By Balance point I understand equal weight on both sides of a lever.
Various sources, including stackexchange threads use to treat 'mean' as 'balancing point'.
We want to place a fulcrum on the line so that the line doesn't tip due to the weights.
I took a simple data set to test this.
$1, 2, 3, 4, 5$
My data set without any kind of break down.
1 has less weight, 2 has more weight ...
I broken down the weights or values of each data into bar chart, like 1=1 weight 2=two 1 weights stacked on each other, so on.
Here first column = total weight 1
Second column = 1+1= total weight 2
and so on.
But it strikes shockingly, as the mean or average
$(1+2+3+4+5)/5 = 15/5 =3$ looks too off to be on the balance point.
Quite visibly, there are less blocks on the left side and more blocks on the right side. To 'balance' it, I have to choose a position that divides the blocks equally.
I have made an attempt to find the balance point, just like arranging Lego blocks.
So my questions are:
a: What I am missing here? why I am failing to process 3 (mean) as the balance point?
b: in case the balance point is really different concept from mean, then is there really a name and an application of it?
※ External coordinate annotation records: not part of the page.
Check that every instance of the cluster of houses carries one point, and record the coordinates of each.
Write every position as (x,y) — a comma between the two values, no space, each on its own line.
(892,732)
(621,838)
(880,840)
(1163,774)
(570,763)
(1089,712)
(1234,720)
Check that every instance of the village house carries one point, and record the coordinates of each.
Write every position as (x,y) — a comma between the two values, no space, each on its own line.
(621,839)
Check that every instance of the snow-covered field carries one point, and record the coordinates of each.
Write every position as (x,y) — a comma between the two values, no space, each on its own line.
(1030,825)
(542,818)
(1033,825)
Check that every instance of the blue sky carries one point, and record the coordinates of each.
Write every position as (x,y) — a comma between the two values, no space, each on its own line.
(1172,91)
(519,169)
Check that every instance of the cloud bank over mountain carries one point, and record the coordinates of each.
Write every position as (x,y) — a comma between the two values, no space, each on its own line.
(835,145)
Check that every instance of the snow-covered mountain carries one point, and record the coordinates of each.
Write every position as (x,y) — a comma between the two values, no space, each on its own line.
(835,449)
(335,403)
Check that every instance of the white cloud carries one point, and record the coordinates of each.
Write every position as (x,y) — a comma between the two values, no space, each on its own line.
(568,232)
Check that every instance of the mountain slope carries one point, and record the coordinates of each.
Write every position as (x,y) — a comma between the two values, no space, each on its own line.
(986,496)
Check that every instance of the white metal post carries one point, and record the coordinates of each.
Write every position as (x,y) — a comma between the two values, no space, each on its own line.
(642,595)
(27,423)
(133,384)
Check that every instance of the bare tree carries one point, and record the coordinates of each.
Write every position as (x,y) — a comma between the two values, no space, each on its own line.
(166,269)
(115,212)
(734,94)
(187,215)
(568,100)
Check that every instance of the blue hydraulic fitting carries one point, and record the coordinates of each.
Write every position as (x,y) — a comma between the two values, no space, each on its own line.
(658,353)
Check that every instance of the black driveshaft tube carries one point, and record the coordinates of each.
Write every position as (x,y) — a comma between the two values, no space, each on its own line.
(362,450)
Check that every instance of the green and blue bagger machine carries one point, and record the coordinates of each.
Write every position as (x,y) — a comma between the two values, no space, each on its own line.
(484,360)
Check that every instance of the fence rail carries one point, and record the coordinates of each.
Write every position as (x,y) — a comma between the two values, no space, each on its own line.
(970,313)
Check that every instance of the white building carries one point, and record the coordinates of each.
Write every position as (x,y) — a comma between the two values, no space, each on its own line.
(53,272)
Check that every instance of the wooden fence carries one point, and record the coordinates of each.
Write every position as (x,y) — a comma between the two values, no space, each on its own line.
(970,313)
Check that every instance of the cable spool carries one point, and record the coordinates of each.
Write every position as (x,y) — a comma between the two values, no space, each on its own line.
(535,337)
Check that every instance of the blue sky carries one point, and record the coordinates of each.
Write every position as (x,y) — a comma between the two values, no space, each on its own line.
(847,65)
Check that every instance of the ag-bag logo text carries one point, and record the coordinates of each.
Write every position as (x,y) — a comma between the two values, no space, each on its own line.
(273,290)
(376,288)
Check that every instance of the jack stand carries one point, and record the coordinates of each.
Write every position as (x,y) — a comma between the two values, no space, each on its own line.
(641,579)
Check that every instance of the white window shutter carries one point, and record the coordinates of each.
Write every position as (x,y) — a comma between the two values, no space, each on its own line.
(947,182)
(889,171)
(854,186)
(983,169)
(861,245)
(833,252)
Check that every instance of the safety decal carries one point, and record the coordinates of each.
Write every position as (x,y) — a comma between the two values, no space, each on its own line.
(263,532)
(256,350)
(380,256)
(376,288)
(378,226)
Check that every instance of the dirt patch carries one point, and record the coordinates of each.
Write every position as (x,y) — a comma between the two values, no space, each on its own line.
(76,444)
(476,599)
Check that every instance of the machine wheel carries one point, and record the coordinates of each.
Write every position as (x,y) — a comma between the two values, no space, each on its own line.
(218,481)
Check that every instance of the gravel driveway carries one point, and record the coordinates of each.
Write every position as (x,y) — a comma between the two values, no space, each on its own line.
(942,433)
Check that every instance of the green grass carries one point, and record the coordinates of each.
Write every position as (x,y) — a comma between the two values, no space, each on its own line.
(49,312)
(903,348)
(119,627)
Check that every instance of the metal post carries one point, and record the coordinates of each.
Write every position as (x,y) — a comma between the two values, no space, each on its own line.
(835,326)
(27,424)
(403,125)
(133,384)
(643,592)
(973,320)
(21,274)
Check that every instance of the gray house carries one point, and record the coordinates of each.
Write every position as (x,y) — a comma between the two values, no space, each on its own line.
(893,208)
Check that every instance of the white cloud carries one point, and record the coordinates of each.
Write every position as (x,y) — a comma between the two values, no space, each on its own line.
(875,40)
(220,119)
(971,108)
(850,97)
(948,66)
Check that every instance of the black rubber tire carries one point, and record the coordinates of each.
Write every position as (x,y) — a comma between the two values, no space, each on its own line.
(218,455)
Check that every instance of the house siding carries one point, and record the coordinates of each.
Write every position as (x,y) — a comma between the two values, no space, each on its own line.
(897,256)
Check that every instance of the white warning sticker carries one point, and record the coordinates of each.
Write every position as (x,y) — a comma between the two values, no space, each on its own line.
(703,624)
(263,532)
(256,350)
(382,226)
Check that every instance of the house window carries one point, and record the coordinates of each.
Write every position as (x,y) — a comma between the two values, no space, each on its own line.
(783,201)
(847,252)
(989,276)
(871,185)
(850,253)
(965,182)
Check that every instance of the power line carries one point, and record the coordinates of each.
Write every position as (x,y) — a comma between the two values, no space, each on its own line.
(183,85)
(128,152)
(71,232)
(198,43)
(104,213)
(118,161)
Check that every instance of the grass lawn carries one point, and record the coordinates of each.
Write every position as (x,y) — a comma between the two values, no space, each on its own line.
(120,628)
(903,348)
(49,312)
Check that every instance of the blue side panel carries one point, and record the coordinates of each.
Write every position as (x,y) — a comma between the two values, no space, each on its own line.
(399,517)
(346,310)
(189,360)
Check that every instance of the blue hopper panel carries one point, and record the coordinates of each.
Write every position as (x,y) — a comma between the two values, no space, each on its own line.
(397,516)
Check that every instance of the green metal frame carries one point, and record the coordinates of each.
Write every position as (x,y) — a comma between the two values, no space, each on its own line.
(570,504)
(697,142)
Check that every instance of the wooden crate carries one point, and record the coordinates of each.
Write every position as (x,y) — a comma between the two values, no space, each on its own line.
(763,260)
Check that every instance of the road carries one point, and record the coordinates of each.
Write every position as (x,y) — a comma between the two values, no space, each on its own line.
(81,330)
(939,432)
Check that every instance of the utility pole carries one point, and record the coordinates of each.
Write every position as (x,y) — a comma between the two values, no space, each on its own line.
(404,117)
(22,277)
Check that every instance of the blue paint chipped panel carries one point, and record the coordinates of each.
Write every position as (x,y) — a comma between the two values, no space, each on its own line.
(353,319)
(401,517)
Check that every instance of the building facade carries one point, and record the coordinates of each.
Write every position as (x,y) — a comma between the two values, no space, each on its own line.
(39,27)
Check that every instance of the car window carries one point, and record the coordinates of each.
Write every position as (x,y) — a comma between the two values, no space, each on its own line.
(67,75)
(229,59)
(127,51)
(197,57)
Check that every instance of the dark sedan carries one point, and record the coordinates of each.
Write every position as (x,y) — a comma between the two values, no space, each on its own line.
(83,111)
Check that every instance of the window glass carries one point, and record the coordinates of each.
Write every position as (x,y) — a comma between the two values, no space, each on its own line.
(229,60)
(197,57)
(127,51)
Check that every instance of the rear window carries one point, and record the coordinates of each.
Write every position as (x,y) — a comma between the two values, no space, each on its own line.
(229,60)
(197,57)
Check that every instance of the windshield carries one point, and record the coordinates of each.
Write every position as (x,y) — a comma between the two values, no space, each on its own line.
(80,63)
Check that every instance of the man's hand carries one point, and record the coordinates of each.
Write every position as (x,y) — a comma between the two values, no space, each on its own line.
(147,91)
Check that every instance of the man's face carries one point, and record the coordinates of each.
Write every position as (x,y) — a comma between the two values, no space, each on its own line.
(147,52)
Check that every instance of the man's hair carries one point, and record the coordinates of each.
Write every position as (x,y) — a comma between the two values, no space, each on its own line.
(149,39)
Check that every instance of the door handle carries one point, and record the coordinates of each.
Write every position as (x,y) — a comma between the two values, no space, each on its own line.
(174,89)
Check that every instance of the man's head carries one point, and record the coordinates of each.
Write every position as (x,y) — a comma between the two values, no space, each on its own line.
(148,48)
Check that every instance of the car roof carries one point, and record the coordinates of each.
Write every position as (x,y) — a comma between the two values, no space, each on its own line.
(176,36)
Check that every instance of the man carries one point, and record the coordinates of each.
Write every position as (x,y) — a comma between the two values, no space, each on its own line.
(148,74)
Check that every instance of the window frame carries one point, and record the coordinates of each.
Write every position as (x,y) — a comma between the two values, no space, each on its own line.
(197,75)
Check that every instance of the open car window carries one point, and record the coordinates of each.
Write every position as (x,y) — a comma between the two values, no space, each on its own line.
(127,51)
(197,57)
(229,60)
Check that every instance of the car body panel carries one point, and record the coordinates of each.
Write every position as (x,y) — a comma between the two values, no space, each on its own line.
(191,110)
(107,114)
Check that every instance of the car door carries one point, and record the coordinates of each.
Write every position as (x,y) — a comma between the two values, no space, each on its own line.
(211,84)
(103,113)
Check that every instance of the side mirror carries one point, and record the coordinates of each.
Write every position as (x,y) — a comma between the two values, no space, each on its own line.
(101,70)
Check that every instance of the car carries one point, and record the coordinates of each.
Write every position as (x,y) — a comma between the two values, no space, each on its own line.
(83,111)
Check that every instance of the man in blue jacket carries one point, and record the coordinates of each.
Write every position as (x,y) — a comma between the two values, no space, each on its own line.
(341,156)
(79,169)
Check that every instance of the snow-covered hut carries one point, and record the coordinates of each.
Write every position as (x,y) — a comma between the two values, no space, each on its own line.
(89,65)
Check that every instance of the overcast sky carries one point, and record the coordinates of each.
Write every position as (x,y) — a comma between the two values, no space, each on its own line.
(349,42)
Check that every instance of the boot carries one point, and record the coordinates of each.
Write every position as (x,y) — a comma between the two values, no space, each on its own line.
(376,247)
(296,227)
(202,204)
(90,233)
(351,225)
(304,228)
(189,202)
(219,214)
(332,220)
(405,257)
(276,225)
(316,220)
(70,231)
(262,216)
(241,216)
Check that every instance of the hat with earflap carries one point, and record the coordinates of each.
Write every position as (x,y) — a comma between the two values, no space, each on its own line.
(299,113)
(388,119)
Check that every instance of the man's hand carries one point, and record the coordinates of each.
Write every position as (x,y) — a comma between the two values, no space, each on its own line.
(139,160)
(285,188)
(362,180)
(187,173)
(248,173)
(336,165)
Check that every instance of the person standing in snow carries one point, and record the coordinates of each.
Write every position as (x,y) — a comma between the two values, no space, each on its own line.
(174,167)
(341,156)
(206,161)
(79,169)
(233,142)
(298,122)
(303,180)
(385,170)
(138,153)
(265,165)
Is it an existing measurement of central tendency?




As mentioned in the comments, your first image shows the mean of the dataset $\{1,2,2,3,3,3,4,4,4,4,5,5,5,5,5\}$. This mean is greater than $3$, consistent with the "balancing point".
To find the mean of $\{1,2,3,4,5\}$, physically this is the same as having one piece of weight at each position $x=1,2,3,4,5$ only.
Physically the data $x$ are represented by torques applied at different $x$ positions, not of different weight/force. The frequencies of data, or the "weights" as in "weighted mean", are represented by different weight/force. The main mistake in your question is that you represent the data $x$ by both position and weight, and you scaled up the weight at each position incorrectly.
Let $\mu$ be where the weight balances, the position of the "balancing point". Consider the torque of the weights on each side, if the weight of each weight is $W$,
$$\begin{align*} (1-\mu)W+(2-\mu)W+(3-\mu)W+(4-\mu)W+(5-\mu)W &= 0\\ 1+2+3+4+5 &= 5\mu\\ \mu &= 3 \end{align*}$$
This $\mu$ is consistent with the actual mean, in this example $\mu = \dfrac{1+2+3+4+5}{5} = 3$.